This Peppermint Cookies ‘n’ Cream Ice Cream is a cold and creamy holiday delight packed with crunchy cookie pieces.
- 2 cups PET heavy whipping cream
- 1 cup PET whole milk
- 4 ounces very finely crushed peppermint candies or candy canes (approximately 22 crushed Starlight Mints) + additional 1/4 cup finely chopped peppermints (for garnish, if desired)
- 3/4 cup sugar
- 3/4 teaspoon vanilla extract
- 1/8 teaspoon peppermint extract
- 2 dozen chocolate sandwich cookies, crushed
- Combine heavy whipping cream, whole milk, 4 ounces crushed peppermint candies (see note below!), sugar, vanilla and peppermint extract in a large mixing bowl and whisk together vigorously until everything is combined and sugar is no longer grainy in the mix. (Letting it sit for 30 minutes in the refrigerator and then whisking it again — or blending in a high-powdered blender — helps the sugar dissolve well.)
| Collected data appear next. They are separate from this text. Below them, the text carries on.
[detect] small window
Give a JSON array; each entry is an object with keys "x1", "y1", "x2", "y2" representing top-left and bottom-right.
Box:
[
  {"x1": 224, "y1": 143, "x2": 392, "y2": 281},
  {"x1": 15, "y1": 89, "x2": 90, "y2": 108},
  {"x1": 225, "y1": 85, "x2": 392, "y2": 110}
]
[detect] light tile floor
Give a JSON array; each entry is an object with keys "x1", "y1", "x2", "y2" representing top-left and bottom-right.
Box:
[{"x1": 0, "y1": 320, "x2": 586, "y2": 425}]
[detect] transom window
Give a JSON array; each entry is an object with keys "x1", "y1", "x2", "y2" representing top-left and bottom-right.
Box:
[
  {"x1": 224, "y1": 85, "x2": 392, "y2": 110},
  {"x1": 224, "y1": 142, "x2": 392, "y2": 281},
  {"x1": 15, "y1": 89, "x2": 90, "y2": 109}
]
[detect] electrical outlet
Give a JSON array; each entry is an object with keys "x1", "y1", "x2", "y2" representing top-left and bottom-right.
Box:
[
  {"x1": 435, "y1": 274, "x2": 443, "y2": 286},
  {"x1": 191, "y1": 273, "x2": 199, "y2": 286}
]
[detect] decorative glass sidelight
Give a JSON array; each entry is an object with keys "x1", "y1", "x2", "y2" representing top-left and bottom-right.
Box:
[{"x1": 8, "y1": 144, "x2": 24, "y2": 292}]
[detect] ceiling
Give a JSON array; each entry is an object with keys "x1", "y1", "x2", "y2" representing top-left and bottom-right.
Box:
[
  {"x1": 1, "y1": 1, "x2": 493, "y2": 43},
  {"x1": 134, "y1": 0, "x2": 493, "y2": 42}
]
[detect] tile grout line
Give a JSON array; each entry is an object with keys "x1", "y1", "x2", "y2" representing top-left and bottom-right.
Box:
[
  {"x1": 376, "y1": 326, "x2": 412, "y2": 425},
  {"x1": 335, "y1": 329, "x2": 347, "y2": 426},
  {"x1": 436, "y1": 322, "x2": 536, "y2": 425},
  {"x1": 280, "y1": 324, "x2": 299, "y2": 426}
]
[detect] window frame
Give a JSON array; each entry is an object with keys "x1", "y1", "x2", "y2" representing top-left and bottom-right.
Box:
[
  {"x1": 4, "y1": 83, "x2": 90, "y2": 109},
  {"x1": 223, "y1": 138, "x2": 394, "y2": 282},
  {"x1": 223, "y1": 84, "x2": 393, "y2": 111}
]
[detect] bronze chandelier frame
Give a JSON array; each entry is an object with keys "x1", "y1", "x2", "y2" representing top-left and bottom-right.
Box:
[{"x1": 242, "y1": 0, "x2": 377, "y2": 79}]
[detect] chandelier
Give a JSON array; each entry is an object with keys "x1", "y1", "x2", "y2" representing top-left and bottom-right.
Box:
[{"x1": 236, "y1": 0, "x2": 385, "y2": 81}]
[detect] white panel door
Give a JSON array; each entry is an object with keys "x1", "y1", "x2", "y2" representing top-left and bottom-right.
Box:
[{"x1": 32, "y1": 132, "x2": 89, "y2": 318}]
- Pour into ice cream maker and churn for approximately 30 minutes, or until ice cream begins to thicken and become very creamy.
- Pour crushed cookies into the ice cream and allow to churn for an additional 5 minutes.
- Using a spatula, transfer the mixture into a baking dish (I used a typical loaf pan) and cover. Freeze for at least 8 hours or, ideally, overnight.
- Remove from the freezer and scoop into bowls. Garnish with additional cookies and crushed peppermint (if desired) and enjoy!
If your peppermint candies do not dissolve into the creamy mixture and begin to clump together, you may need to transfer the mixture into a high-powered blender to make sure no clumps remain.